Reviews

Backstairs Billy review – Luke Evans and Penelope Wilton in a West End Clarence House caper

Michael Grandage directs the world premiere comedy that continues through to 27 January

Sarah Crompton

Sarah Crompton

| London |

7 November 2023

Luke Evans and Penelope Wilton in a scene from Backstairs Billy
Luke Evans and Penelope Wilton in Backstairs Billy, © Johann Persson

Marcelo Dos Santos’s Backstairs Billy is a strange thing. Not six characters in search of an author, but a set of good lines in search of a play.

It has all the trappings of a West End hit. A sumptuous set by Christopher Oram that places the late Queen Mother in the garden room of Clarence House, all flower paintings, floral displays and damask curtains. It has a Rolls Royce cast in the shape of Penelope Wilton as Queen Elizabeth and Luke Evans as her loyal Page of the Backstairs, friend and enabler to his royal mistress for 48 years. Not to mention a massively accomplished director in the shape of Michael Grandage.

It’s full of zinging one-liners and laugh-out-loud moments. Yet for the life of me, I couldn’t work out why I was watching it or what it was really about.

The setup is simple and has some basis in fact. William “Billy” Tallon entered royal service at the age of 15 and rose through the ranks of footmen to become Page of the Backstairs, loyal servant of a widowed Queen, isolated in Clarence House after the death of her husband King George VI. Here we first see him in arrogant but charming charge, keeping his royal charge entertained by organising a party fuelled by industrial strength cocktails – even when the guests are teetotal.

The tone is light, and Evans makes the most of Billy’s flouncing enjoyment of the power he sustains. “All that matters to us is knowing what she wants,” he schools timid new recruit Gwydion (Iwan Davies), mixing his instructions on behaviour with seductive innuendo. But the stage only really lights up when Wilton enters, in loose pastels (clever costumes from Tom Rand), moving with a regal glide and preceded by two corgis.

As her relationship with Billy unfolds, it serves as a reminder of what a great comedic actress Wilton is. Her timing of lines such as the QM’s response to the idea of welcoming the French cultural attaché to one of her soirées, “as long as we don’t have to talk about culture or France” is a consistent joy. Every joke lands with the precision of a targeted missile, always suggesting the sharpness behind the smile.

Even more beautifully, she hints at the sorrow of a woman widowed in her 50s and banished from the kind of power and influence she once enjoyed. The look on her face as Billy talks about her “Funny little house, funny sort of court” is so nuanced and suggestive of all that she has lost and all she longs for.

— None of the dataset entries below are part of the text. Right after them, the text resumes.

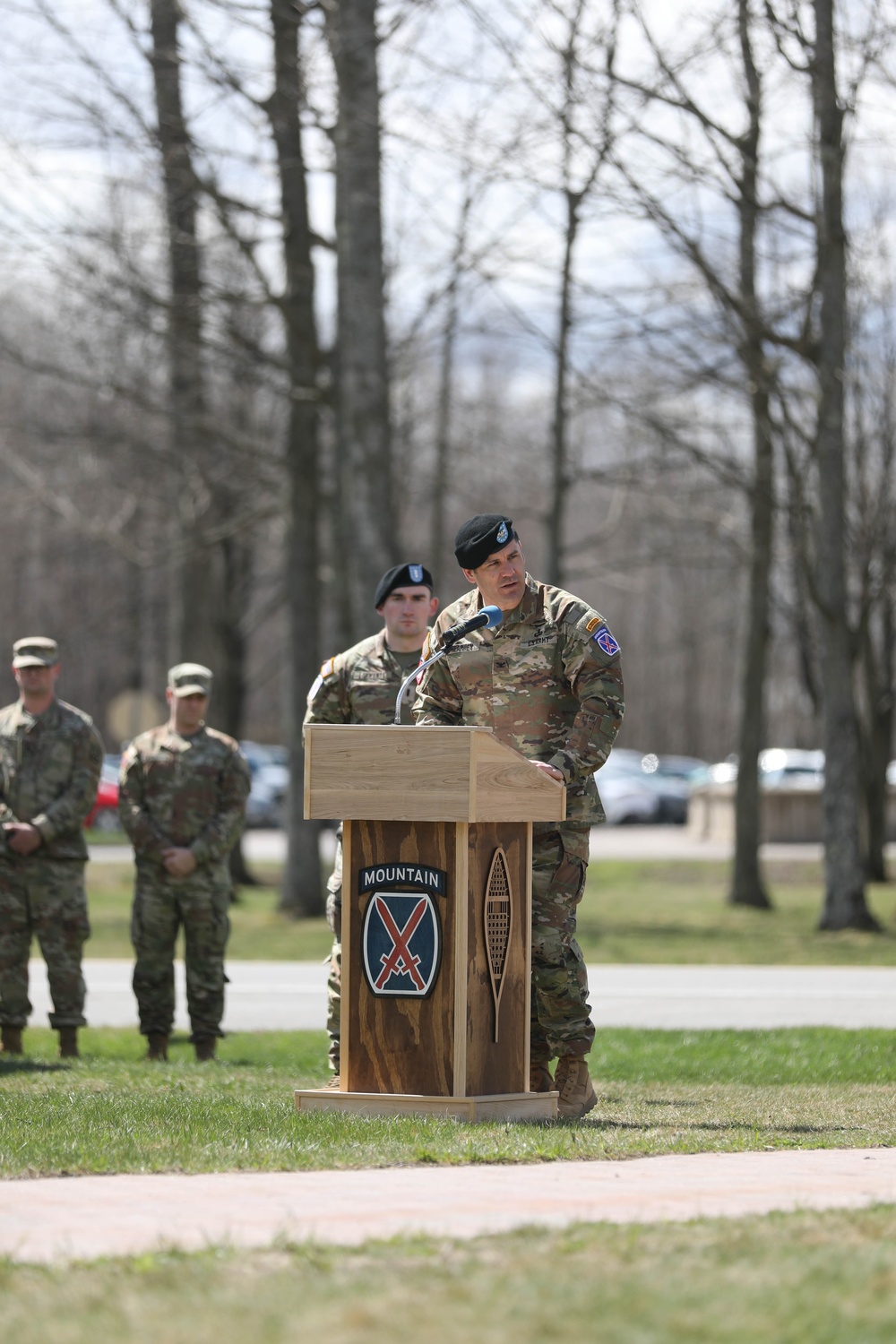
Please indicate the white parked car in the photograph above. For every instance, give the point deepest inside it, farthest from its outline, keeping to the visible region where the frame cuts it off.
(649, 789)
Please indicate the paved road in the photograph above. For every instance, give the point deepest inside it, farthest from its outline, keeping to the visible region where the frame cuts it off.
(292, 996)
(606, 843)
(45, 1220)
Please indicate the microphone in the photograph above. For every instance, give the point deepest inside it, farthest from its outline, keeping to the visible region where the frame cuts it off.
(489, 616)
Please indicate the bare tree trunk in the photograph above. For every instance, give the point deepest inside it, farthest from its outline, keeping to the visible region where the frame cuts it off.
(441, 476)
(559, 427)
(196, 636)
(876, 736)
(362, 376)
(303, 886)
(747, 887)
(845, 906)
(212, 580)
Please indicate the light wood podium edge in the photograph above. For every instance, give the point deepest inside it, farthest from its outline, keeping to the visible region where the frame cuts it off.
(461, 930)
(525, 1107)
(346, 941)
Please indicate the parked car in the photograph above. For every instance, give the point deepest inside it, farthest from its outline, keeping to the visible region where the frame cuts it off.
(104, 814)
(266, 803)
(648, 789)
(780, 768)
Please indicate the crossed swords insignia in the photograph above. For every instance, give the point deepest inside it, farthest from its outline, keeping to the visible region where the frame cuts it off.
(401, 960)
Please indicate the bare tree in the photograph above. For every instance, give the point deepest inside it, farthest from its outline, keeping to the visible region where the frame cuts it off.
(303, 889)
(363, 425)
(845, 906)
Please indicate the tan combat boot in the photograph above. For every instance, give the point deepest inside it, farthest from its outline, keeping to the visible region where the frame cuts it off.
(540, 1077)
(576, 1094)
(69, 1043)
(11, 1040)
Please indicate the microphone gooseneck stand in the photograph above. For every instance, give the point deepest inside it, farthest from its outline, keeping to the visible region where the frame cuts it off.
(493, 617)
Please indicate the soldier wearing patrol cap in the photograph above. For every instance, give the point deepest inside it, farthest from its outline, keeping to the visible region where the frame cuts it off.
(548, 682)
(50, 761)
(360, 685)
(183, 800)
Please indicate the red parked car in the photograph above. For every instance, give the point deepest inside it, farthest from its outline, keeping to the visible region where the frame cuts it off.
(104, 814)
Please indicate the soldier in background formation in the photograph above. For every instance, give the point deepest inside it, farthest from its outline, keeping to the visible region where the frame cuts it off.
(548, 682)
(50, 761)
(360, 685)
(183, 800)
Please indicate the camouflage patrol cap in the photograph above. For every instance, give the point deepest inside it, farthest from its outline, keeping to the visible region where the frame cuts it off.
(35, 652)
(479, 537)
(190, 679)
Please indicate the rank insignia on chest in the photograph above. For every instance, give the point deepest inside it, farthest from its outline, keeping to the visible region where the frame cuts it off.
(605, 640)
(401, 943)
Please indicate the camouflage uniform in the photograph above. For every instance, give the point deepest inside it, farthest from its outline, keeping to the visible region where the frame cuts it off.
(355, 687)
(48, 774)
(187, 792)
(547, 688)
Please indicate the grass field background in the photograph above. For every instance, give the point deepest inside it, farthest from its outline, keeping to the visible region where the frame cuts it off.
(659, 1093)
(786, 1279)
(659, 911)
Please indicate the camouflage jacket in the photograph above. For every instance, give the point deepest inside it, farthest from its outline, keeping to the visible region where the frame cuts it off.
(185, 792)
(48, 773)
(360, 685)
(547, 680)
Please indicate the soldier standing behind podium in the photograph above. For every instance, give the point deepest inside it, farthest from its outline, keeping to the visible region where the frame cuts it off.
(360, 685)
(183, 798)
(50, 761)
(548, 682)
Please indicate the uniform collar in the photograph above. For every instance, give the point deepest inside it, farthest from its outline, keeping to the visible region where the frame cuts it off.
(527, 607)
(179, 742)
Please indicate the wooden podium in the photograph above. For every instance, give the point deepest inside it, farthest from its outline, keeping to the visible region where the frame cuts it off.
(437, 918)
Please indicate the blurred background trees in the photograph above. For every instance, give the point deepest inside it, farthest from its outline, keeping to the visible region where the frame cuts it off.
(293, 288)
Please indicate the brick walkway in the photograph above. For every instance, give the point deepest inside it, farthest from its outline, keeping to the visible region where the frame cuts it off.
(89, 1217)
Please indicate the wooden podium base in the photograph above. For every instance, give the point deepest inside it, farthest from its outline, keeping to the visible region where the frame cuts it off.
(506, 1107)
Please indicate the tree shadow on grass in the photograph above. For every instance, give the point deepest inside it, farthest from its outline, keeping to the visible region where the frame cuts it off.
(719, 1126)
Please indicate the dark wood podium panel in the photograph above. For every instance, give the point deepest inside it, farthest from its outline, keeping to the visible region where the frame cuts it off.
(392, 1045)
(503, 1064)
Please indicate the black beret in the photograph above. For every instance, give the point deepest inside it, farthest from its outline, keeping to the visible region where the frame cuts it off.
(479, 537)
(402, 575)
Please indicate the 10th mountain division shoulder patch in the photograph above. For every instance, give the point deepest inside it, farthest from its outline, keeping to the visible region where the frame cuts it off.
(606, 642)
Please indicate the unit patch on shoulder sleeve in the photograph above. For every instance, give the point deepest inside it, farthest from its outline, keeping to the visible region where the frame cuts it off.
(605, 642)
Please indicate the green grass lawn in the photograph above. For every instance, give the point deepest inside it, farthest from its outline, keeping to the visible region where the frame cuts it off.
(632, 913)
(788, 1279)
(659, 1093)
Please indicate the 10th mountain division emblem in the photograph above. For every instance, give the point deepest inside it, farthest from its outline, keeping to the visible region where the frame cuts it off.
(401, 943)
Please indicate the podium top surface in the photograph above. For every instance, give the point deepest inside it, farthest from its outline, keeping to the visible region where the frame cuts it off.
(392, 773)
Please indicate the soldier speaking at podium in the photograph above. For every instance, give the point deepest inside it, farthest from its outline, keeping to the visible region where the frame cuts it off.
(360, 685)
(548, 683)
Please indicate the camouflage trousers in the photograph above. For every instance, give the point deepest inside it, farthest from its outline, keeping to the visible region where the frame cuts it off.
(560, 1021)
(43, 898)
(199, 903)
(335, 978)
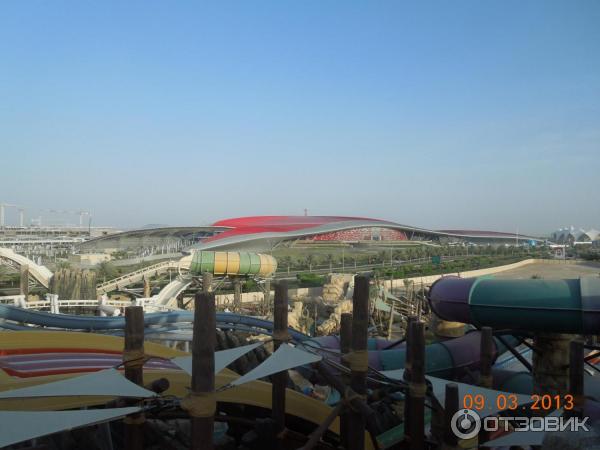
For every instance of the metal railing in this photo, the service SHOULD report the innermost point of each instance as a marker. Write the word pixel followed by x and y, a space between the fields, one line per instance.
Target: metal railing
pixel 136 276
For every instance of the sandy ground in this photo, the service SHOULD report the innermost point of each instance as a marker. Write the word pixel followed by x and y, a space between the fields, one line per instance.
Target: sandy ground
pixel 561 270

But the play too often leaves her conjuring with air. What might have seemed a sensitive and amusing study of the bonds that can grow between servant and mistress if both are unrooted enough or an investigation of why people love the royals even when they are fallible, ricochets off in the second act into a messy mixture of farce, politics and class critique.

Set in 1979, it’s anxious to introduce both the rise of Mrs Thatcher and current events but does so in clumsy ways. Ian (Eloka Ivo), a pickup of Billy’s, breaches security and introduces the Southwark riots into conversation; a clutch of caricatured aristocrats marvel at the grocer’s daughter who is about to be PM. It veers so wildly in tone that the conclusion where Billy’s confidence encounters both establishment might and a true sense of entitled right from his mistress, feels oddly muddled and unearned.

Plus, Wilton is made to act with a corgi. That she pulls it off, is a tribute to her general brilliance rather than to the increasingly frenzied business that surrounds her. Given the success of his solo text Feeling Afraid As If Something Terrible Is Going To Happen (which returns for a London run this month), Dos Santos is undoubtedly a talented writer, with a distinctive voice and a welcome wit, but he doesn’t pull off the difficult business of basing a play on real events – and then shaping them to his own view.

Backstairs Billy, for all its humour, feels like a smudged snapshot rather than a fully realised portrait.